Distance-based Model-Selection with application to the Analysis of Gene Expression Data

Open Access
- Author:
- Ray, Surajit
- Graduate Program:
- Statistics
- Degree:
- Doctor of Philosophy
- Document Type:
- Dissertation
- Date of Defense:
- June 19, 2003
- Committee Members:
- Bruce G. Lindsay, Committee Chair/Co-Chair
Thomas P Hettmansperger, Committee Member
Francesca Chiaromonte, Committee Member
Benjamin Franklin Pugh, Committee Member - Keywords:
- Mixtture models
number of components
modality
Quadratic distance
Microarray - Abstract:
- Multivariate mixture models provide a convenient method of density estimation and model based clustering as well as providing possible explanations for the actual data generation process.
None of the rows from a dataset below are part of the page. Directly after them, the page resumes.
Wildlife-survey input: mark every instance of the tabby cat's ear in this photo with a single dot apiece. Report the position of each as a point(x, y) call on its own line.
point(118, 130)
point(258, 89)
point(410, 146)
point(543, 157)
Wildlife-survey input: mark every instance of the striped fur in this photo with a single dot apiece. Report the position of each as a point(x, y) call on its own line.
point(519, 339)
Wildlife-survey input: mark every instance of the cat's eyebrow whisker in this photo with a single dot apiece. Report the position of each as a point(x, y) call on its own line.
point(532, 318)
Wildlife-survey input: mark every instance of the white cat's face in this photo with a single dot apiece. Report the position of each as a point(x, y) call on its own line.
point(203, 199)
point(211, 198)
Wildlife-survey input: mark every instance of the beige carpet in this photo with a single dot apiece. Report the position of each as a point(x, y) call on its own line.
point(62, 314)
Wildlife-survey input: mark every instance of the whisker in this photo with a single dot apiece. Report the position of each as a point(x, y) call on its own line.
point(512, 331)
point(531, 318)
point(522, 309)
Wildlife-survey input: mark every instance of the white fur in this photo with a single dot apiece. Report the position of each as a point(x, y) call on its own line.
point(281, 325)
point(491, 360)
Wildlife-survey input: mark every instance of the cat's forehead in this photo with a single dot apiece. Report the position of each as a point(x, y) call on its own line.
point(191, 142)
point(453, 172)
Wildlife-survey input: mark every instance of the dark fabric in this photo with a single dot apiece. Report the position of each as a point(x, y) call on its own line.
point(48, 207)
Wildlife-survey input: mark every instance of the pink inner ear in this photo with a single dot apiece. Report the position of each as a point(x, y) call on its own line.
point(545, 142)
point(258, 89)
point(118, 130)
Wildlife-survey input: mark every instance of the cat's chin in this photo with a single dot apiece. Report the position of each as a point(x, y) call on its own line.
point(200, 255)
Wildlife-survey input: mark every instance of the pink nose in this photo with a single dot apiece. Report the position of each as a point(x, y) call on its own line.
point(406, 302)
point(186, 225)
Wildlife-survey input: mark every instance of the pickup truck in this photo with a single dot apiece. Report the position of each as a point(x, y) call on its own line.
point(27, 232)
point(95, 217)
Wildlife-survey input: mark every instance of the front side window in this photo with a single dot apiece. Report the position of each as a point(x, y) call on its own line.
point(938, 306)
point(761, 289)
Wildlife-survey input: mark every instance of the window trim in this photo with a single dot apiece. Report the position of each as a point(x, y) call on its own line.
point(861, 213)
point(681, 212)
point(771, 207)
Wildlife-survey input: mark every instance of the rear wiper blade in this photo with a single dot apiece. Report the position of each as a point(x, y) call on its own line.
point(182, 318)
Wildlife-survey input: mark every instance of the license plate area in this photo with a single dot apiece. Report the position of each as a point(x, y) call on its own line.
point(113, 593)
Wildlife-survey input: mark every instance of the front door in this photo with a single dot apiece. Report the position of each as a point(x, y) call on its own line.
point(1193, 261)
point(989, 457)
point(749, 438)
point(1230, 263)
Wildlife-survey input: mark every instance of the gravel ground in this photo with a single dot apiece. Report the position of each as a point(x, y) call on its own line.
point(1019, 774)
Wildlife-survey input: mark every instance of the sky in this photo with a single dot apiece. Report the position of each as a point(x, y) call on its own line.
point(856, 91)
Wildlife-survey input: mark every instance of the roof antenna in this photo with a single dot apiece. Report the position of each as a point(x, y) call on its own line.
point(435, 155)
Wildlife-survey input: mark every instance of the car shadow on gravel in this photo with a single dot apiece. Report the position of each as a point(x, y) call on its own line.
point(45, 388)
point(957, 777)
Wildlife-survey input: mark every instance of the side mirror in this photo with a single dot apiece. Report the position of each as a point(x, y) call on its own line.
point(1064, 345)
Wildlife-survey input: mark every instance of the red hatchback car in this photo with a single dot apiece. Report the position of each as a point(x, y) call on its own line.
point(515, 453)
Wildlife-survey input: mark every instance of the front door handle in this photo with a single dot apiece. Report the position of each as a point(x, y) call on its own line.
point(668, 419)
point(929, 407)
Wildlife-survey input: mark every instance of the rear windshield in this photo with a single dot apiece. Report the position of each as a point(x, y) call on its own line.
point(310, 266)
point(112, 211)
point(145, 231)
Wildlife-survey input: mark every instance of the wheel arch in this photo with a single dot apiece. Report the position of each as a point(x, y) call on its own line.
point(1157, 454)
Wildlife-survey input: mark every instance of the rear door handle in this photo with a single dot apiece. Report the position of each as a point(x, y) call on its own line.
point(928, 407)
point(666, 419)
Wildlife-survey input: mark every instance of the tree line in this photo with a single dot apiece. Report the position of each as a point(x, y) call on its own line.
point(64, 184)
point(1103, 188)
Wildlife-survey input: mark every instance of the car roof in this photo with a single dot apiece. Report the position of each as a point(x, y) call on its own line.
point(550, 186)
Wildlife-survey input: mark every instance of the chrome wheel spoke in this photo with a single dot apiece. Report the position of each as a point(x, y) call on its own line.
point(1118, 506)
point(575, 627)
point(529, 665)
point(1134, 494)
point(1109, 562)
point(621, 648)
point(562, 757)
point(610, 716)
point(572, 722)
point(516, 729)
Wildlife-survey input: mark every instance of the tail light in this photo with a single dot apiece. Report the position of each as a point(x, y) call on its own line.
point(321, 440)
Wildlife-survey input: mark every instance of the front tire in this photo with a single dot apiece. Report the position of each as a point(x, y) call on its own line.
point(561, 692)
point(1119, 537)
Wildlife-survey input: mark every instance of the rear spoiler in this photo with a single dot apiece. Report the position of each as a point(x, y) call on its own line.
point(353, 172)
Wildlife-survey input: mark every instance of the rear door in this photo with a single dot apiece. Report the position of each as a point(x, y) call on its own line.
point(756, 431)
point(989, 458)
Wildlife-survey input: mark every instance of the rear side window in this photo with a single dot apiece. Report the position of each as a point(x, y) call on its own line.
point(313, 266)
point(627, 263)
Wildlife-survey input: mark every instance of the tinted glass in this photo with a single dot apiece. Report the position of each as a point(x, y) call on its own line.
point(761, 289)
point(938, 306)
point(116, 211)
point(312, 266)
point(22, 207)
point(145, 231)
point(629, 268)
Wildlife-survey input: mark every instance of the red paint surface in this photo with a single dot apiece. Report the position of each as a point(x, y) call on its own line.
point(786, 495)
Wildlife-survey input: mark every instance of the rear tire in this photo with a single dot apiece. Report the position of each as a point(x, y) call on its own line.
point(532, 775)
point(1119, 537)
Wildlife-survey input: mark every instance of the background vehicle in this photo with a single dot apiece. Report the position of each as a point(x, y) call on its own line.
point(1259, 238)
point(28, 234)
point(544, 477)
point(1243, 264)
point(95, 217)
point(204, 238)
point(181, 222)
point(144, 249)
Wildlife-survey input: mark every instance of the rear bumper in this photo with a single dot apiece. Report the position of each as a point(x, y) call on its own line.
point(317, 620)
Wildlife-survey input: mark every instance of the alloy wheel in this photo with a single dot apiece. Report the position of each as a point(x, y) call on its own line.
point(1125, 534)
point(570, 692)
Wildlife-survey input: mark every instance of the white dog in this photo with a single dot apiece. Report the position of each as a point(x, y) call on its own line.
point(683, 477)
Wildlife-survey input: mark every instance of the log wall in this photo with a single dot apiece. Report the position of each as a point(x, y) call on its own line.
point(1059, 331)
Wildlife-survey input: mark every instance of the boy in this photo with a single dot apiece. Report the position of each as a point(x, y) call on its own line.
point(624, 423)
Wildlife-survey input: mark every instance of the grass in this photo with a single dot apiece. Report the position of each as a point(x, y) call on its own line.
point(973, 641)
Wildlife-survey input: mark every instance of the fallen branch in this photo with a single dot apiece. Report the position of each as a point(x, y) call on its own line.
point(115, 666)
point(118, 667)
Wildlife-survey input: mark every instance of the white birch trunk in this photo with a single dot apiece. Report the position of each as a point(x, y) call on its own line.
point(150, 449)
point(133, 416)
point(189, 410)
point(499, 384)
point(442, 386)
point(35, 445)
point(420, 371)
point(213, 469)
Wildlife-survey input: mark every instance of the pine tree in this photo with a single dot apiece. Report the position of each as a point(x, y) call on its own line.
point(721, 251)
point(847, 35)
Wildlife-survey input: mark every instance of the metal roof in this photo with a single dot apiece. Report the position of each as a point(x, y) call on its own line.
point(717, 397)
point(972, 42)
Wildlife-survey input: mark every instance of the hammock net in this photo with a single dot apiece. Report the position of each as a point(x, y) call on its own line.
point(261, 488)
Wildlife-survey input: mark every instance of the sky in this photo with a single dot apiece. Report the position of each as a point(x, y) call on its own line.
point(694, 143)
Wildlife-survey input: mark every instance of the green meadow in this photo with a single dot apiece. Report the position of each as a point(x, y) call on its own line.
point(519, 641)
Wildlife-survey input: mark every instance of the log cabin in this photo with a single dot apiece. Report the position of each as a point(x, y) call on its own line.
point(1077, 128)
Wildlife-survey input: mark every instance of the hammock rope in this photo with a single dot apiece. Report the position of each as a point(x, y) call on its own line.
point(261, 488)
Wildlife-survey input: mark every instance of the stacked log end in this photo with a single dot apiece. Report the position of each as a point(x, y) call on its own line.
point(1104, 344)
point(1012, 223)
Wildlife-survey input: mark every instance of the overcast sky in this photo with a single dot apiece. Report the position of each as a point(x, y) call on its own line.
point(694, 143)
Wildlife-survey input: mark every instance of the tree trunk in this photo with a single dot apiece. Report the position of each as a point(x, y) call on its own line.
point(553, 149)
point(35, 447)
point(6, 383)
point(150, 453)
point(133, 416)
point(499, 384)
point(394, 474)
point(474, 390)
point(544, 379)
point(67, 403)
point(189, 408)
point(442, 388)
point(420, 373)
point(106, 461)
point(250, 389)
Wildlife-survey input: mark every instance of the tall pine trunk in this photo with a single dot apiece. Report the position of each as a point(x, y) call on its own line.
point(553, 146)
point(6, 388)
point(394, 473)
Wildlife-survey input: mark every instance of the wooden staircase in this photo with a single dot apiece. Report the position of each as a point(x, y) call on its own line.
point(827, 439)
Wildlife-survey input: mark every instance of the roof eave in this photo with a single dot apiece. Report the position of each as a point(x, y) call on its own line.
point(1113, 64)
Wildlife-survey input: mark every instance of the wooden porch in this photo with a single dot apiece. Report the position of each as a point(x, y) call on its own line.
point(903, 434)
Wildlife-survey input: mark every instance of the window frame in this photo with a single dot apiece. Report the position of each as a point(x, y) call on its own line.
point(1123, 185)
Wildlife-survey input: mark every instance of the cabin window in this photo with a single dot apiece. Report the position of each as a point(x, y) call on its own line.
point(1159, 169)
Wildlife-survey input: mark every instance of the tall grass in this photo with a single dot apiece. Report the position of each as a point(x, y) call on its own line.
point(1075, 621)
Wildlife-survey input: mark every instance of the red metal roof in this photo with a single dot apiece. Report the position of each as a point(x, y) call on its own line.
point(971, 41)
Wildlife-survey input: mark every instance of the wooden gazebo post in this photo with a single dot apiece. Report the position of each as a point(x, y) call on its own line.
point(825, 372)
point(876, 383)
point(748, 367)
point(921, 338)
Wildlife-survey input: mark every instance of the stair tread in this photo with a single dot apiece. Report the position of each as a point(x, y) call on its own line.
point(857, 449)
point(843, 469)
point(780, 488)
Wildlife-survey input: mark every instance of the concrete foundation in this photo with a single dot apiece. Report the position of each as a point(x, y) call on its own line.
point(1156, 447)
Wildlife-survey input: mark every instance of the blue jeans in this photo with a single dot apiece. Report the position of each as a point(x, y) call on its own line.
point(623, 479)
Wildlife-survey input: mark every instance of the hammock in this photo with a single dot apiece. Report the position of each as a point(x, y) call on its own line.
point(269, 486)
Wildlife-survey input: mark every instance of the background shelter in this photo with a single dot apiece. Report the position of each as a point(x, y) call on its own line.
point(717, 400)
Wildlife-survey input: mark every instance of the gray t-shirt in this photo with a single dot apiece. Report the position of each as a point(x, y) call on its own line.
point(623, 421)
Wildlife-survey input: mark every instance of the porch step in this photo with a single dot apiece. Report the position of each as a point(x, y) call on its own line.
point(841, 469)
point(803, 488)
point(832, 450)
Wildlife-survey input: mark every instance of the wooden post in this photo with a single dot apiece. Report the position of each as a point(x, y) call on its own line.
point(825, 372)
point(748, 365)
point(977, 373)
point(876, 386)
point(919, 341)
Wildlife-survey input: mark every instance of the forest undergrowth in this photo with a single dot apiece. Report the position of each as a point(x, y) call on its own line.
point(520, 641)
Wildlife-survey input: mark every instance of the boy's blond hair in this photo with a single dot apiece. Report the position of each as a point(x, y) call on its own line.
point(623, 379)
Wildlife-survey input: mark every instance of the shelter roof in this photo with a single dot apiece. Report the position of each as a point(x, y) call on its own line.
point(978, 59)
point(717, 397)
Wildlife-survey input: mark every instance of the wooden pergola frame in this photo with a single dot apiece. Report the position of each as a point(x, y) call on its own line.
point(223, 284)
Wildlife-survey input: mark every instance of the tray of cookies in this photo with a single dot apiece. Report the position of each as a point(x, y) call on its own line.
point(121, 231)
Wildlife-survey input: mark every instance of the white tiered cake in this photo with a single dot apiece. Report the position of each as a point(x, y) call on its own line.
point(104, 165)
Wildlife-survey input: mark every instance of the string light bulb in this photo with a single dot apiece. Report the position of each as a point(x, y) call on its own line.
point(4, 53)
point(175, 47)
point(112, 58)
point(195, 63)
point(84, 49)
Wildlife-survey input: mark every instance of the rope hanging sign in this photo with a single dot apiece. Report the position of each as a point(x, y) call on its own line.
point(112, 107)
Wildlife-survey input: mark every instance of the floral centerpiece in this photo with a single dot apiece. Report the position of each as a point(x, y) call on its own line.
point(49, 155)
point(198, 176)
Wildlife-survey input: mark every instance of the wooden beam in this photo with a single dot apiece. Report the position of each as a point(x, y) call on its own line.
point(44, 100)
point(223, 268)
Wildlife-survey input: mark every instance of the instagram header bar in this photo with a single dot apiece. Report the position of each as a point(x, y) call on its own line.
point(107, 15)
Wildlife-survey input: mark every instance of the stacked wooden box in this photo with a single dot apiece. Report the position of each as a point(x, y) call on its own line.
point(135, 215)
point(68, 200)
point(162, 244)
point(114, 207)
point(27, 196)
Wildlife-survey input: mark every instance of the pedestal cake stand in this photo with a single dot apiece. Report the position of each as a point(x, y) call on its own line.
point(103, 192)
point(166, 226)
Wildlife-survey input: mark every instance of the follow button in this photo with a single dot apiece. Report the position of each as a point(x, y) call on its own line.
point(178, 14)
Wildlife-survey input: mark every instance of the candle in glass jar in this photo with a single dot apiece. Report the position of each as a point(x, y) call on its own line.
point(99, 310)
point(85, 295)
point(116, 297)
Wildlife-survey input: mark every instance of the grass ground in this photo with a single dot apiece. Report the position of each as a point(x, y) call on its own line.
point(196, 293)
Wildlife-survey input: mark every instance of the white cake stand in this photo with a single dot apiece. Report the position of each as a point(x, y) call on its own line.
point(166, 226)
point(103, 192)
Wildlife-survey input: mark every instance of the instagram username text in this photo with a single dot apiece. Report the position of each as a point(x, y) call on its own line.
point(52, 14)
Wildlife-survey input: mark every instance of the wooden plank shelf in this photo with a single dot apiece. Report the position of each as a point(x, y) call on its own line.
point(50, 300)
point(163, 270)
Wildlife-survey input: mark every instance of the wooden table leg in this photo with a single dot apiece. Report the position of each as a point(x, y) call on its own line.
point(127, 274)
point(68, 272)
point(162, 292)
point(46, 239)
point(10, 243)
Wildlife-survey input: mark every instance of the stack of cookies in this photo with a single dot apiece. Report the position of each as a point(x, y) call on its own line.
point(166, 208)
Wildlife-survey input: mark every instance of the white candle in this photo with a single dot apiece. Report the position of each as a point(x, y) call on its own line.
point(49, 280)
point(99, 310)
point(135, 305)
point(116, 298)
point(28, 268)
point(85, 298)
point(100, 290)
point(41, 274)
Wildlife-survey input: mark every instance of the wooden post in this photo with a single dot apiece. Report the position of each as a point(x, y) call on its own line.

But the problem of choosing the number of components ($g$) in a statistically meaningful way is still a subject of considerable research . Available methods for estimating $g$ include, optimizing AIC and BIC, estimating the number through nonparametric maximum likelihood, hypothesis testing and Bayesian approaches with entropy distances. In our current research we present several rules for selecting a finite mixture model, and hence $g$, based on estimation and inference using a quadratic distance measure. In one methodology the goal is to find the minimal number of components that are needed to adequately describe the true distribution based on a nonparametric confidence set for the true distribution. We also present results for selecting $g$ based on a risk analysis that includes a penalty for overfitting. Another less formal methodology is based on the concordance measure which is analogous to $R^2$ in regression. Moreover, we find develop diagnostics for purposes of outlier detection. These diagnostics help to distinguish between outliers and true clusters, and they provide insight into the initial values for iterative estimation of additional components. In this dissertation we also develop tools for determining the number of modes in a mixture of multivariate normal densities. We use these criterion to select clusters which display distinct modes. Finally we fine tune our methods to analyze gene-expression data from micro-arrays, and compare them with other competitive methods.